Merkez Bankası'nın para politikaları konusundaki çağrılarına özel sektörün daha iyi uyduğunu ve enflasyonun hedefledikleri trendi yakaladığını belirten Serdengeçti, "Ancak halen kendimizi kamu sektörüne anlatamadık. Açıkları kapatmak için en yolun ürünlerine zam yapmak olduğunu düşünüyorlar. Yakında kamu mallarımızın dünyanın en pahalı malları olduğu sorunu ile uğraşacağız" dedi. Serdengeçti, 2002 yılında yüzde 35 hedeflenen enflasyonun 2003 de yüzde 20'ye ve 2004'te 12'ye indirildikten sonra Türk lirasında gereksiz sıfırların atılarak tek haneli enflasyon hedefi ile istikrarlı bir ekonomi politikasının devam ettirilebileceğini söyledi.

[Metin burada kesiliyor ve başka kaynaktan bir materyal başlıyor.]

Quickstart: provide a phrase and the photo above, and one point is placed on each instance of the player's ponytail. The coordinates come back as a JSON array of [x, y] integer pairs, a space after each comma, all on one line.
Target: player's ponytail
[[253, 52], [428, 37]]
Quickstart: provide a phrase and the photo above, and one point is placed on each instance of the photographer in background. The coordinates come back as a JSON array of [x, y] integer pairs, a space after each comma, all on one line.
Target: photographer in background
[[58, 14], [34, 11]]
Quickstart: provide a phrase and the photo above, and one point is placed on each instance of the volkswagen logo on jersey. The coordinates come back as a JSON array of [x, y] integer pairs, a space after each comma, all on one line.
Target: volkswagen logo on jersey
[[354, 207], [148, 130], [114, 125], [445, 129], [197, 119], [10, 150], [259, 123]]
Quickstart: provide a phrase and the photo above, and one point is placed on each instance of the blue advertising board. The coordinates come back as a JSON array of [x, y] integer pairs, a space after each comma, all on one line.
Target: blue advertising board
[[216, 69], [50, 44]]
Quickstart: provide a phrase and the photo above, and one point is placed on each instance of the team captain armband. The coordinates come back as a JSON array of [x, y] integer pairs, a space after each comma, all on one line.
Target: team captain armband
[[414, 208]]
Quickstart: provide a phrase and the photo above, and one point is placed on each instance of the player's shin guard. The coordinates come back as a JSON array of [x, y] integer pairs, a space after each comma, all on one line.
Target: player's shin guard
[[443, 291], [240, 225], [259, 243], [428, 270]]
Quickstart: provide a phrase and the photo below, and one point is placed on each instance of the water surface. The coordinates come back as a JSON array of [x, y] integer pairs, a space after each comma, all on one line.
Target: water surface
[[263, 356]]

"PARASAL BÜYÜKLÜĞÜ ÇAPA OLARAK ALIYORUZ"

Dalgalı kur sistemine geçilmesi ile Merkez Bankası'nın artık kur ve enflasyonu değil, parasal büyüklüğü çapa olarak aldığını anlatan Serdengeçti, "Kur para politikası aracı olmaktan çıktı. Kısa vadeli faizle piyasada etkili oluyoruz. Kısa vadeli faizle piyasaya güçlü sinyaller veriyoruz. Kur ile enflasyonun güçlü ilişkisi var. Kur ile enflasyona tesir etmek mümkündür. Ancak henüz enflasyonu çapa olarak almıyoruz. Bütün zayıflıklarına rağmen para tabanı dediğimiz bir parasal büyüklüğü çapa olarak alıyoruz. Para tabanı hedefi tutabilir, fakat enflasyon öngörüleri endişeli ise, bu bizi hiç memnun etmez. Tersi de geçerli; para tabanı hedefi tutmayabilir, ama enflasyon öngörülerimizde kendimizi tatmin ediyorsak yolumuza devam ederiz" dedi.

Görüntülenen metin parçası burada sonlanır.